Chansons des Restos du coeur, les Enfoirés

Voilà deux ans que j'ai amorcé trèèèèès doucement une volonté de faire du temps de l'avent un temps où l'on reçoit, certes, mais où l'on donne aussi.

Elevée dans une famille catholique pratiquante, j'ai une culture de l'Avent comme un temps de réflexion, d'introspection et de générosité envers les plus démunis. Nous nous retrouvions avec des amis de mes parents tous les dimanches de l'avent pour des temps d'échange qui ont planté une graine en moi, même si ma spiritualité a évolué depuis. 

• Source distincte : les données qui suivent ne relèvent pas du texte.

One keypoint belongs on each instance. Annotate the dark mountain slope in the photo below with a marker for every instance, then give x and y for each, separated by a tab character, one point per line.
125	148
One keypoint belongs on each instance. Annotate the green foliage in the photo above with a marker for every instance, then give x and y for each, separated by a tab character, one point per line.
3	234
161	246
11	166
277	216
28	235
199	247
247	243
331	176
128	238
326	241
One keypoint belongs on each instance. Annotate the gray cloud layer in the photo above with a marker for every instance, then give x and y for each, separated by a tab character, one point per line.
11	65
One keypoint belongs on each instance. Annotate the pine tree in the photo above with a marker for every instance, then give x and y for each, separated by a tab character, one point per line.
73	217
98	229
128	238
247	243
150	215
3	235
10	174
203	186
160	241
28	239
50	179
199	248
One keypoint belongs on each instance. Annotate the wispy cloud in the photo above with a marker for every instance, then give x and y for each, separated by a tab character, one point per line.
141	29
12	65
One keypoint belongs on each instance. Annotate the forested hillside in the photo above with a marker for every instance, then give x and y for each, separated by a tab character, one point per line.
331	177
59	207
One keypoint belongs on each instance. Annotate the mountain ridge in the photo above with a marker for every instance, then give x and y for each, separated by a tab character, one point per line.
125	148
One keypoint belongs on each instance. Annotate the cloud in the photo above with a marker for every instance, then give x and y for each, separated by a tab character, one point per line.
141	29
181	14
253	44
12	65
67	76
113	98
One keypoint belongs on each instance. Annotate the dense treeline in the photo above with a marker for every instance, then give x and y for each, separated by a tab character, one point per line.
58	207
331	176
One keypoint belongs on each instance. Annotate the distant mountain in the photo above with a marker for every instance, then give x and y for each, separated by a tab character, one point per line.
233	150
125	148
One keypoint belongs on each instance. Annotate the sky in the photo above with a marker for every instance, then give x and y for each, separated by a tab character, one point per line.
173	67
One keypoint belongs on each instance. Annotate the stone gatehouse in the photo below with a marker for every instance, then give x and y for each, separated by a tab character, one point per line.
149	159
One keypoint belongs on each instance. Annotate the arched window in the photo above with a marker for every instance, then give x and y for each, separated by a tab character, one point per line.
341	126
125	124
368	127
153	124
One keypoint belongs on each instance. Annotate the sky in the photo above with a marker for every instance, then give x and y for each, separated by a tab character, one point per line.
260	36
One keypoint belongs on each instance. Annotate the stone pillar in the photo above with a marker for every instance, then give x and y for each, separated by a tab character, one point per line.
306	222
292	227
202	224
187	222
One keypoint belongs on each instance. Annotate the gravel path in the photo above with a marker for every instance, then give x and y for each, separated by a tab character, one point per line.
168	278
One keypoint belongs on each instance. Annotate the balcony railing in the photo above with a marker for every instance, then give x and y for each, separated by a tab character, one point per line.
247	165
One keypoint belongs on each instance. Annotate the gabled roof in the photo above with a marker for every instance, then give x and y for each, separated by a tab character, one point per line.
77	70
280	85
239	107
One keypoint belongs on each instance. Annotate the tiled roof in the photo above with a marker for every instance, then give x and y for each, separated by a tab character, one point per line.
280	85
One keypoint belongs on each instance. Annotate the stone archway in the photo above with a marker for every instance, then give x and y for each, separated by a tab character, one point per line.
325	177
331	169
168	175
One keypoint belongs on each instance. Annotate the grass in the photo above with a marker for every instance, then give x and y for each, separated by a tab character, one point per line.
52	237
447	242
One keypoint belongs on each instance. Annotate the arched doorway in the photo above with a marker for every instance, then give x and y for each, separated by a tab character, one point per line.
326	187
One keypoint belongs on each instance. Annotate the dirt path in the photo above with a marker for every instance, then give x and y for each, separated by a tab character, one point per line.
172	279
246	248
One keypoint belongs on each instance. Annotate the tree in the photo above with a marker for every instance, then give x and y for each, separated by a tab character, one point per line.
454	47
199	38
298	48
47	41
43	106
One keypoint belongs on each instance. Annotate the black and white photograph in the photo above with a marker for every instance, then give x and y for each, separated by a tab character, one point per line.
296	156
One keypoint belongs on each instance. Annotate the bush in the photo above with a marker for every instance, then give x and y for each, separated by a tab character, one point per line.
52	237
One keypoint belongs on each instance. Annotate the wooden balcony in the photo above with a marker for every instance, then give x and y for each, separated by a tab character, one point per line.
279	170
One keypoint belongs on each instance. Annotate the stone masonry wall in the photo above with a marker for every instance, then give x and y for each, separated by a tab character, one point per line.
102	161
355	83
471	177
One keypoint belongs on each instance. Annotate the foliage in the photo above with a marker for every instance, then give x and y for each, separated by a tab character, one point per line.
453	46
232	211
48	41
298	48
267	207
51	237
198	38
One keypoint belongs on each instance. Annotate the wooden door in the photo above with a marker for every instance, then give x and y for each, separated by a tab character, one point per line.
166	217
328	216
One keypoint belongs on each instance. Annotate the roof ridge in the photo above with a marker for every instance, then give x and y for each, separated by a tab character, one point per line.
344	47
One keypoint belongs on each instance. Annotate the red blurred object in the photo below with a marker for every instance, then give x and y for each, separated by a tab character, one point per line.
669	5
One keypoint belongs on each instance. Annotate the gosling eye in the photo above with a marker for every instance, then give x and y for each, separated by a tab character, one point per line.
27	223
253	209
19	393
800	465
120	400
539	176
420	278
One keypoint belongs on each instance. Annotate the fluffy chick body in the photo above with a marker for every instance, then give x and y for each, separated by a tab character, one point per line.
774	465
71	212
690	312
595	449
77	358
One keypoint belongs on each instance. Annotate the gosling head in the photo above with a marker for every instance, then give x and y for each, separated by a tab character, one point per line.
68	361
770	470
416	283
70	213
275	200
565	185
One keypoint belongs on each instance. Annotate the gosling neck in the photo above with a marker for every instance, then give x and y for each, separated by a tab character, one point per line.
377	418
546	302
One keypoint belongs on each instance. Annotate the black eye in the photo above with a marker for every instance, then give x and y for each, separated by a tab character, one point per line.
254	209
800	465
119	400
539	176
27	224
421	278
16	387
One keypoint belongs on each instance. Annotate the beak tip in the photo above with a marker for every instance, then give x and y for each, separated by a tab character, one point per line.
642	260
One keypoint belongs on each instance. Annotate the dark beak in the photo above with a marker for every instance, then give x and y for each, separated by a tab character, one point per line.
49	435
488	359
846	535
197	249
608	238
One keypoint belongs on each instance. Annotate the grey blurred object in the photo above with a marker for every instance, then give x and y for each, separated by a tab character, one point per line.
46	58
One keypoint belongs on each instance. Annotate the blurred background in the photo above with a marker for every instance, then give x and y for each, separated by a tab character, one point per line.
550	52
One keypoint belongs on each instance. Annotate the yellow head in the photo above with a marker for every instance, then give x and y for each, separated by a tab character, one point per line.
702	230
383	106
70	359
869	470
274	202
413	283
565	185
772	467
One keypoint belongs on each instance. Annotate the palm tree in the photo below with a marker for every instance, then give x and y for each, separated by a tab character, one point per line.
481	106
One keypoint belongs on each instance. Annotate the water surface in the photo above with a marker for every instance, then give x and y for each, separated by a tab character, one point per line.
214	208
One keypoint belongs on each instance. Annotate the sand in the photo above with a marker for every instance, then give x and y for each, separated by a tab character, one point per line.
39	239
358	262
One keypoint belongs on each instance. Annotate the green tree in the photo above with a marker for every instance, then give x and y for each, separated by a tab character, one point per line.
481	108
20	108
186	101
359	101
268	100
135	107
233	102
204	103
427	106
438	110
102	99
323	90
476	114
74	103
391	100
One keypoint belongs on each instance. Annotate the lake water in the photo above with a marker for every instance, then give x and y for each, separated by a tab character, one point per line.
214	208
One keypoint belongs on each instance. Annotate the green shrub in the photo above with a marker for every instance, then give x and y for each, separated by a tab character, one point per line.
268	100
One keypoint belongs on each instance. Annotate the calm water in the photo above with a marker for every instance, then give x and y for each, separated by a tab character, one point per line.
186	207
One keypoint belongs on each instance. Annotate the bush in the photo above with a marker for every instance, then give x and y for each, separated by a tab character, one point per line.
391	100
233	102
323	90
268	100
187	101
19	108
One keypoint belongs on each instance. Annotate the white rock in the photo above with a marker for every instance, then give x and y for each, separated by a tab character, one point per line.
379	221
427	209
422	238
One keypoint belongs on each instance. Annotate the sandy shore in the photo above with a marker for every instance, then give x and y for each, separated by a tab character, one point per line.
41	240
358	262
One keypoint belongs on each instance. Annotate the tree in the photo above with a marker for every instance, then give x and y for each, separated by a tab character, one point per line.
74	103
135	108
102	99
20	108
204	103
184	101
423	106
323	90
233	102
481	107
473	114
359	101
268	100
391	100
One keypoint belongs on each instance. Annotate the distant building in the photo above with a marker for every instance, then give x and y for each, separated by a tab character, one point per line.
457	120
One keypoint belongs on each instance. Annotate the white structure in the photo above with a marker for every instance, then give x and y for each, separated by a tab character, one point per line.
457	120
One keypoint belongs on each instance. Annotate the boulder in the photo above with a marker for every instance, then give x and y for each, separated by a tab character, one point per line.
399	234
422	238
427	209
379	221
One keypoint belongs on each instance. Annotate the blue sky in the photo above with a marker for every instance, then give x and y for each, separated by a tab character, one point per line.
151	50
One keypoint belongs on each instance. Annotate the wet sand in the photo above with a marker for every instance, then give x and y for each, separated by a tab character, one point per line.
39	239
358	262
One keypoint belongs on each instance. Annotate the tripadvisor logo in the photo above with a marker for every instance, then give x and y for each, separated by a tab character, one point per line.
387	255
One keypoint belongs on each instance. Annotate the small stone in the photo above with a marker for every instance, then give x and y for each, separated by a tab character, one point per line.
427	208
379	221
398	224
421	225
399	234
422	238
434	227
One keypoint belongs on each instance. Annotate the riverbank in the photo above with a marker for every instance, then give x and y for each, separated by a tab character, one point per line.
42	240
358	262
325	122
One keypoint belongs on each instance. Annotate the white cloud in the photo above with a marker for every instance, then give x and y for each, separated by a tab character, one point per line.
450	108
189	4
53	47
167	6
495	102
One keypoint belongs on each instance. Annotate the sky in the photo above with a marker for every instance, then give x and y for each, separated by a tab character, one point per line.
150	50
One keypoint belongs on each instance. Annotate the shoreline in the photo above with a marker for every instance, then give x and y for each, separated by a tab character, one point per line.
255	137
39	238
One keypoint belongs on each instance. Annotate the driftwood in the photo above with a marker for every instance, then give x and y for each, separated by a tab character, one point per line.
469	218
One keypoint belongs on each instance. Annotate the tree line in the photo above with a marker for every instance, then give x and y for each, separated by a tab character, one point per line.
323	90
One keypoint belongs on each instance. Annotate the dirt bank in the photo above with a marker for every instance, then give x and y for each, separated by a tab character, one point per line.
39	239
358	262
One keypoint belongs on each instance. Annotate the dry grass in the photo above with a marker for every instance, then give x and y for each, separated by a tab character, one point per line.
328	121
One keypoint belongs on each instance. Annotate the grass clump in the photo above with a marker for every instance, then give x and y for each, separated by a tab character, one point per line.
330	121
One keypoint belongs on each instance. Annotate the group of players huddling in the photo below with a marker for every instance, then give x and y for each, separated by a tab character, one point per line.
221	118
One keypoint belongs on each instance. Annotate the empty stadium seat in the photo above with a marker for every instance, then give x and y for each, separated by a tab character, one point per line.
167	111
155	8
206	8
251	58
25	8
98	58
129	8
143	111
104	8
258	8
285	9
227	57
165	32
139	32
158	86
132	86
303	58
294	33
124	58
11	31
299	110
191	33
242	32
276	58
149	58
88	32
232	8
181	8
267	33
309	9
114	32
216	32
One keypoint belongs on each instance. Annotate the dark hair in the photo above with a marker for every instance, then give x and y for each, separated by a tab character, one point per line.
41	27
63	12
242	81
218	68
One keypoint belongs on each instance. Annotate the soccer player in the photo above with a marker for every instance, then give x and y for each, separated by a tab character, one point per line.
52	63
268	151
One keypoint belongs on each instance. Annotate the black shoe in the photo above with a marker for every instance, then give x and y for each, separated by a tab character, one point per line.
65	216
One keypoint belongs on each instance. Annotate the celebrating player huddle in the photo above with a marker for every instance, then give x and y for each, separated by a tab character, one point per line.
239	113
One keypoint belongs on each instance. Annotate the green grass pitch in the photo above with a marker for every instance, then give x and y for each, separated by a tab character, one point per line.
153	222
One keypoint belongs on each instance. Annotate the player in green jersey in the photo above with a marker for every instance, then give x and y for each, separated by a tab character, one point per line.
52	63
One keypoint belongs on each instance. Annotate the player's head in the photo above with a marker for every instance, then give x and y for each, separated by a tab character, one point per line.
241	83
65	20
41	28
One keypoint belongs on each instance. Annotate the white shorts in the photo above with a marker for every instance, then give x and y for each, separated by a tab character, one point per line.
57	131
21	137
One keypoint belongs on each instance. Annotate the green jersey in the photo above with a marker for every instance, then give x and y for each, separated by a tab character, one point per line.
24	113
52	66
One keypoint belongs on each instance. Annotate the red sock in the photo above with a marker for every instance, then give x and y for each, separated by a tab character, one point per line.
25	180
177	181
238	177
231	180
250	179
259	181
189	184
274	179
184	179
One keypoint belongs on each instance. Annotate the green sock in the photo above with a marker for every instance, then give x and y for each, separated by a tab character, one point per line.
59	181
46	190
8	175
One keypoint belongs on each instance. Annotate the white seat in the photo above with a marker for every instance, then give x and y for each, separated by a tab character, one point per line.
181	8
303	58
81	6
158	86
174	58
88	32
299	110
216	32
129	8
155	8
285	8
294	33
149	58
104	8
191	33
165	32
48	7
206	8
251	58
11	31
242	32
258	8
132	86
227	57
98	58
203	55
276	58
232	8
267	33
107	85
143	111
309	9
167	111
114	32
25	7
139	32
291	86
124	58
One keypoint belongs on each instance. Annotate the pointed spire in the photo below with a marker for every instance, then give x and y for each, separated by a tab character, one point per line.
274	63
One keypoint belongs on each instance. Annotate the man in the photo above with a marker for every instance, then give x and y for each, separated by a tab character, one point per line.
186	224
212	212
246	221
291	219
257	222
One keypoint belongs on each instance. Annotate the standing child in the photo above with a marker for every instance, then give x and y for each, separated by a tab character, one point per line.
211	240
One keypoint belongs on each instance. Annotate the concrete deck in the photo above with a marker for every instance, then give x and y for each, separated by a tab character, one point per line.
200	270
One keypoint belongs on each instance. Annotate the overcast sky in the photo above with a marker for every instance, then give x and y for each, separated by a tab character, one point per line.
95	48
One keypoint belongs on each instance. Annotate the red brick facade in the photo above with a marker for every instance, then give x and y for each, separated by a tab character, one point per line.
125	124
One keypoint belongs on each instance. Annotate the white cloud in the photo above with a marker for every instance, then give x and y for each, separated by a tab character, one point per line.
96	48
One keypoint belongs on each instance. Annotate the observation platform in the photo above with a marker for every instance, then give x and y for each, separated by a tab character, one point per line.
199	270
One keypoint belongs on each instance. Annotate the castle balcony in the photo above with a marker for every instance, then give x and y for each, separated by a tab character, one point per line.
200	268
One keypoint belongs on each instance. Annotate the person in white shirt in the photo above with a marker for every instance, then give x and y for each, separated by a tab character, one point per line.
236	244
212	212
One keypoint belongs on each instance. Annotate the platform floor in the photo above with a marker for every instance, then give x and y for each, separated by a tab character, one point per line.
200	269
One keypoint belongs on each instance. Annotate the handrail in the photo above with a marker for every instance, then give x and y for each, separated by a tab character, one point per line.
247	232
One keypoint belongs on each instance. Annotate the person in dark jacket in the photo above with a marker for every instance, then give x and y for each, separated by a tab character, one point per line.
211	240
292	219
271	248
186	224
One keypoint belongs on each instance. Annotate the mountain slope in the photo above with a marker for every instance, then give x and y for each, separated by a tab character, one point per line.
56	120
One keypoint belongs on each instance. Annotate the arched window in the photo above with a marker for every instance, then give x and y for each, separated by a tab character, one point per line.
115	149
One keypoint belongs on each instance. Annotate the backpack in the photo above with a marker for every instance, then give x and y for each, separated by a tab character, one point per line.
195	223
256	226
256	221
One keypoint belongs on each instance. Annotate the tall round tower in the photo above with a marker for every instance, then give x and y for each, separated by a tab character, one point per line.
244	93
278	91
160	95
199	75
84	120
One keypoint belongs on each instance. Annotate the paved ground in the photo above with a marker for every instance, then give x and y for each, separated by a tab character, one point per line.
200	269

L'hiver est par naissance pour moi une saison de repli, de pause, et de réflexion (idée qu'on retrouve dans la saison sombre des païens ou dans ce fameux bilan de fin d'année et ces bonnes résolutions qu'on ne tient jamais). Mais se replier sur soi et regarder en soi, faire le point sur sa vie, ça incite, ça invite aussi à voir l'Autre. Voir sa vie en pensant à celui qui a moins que nous change le regard. Et je voulais transmettre cette idée dans les rituels familiaux.

J'avais plein d'idées au départ, mais ce n'est pas si simple avec de jeunes enfants. Je me souviens du jour où nous avons offert des croissants et un café à un monsieur qui faisait la manche près d'un supermarché. Ma fille a posé des questions bien sûr, et j'ai du lui expliqué que certaines personnes n'avaient pas de travail, donc pas d'argent et donc pas de maison et parfois pas de quoi s'acheter à manger. "Mais alors, il faut leur en donner une de maison !". 
Ben oui, c'est ça qu'il faudrait faire. Il faudrait que tout le monde ait un toit, un refuge, un foyer. Mais ça ne se passe pas comme ça dans notre monde et pour expliquer ce non-sens à un gamin... Et ben j'étais bien embêtée (Que ce monde parait insensé quand on le voit avec les yeux d'un enfant!).

Finalement, cette année, nous avons commencé par le commencent : faire un peu, c'est déjà faire.
Nous avons donc fabriqué des petits sachets de Noël pour les distribuer au SDF.   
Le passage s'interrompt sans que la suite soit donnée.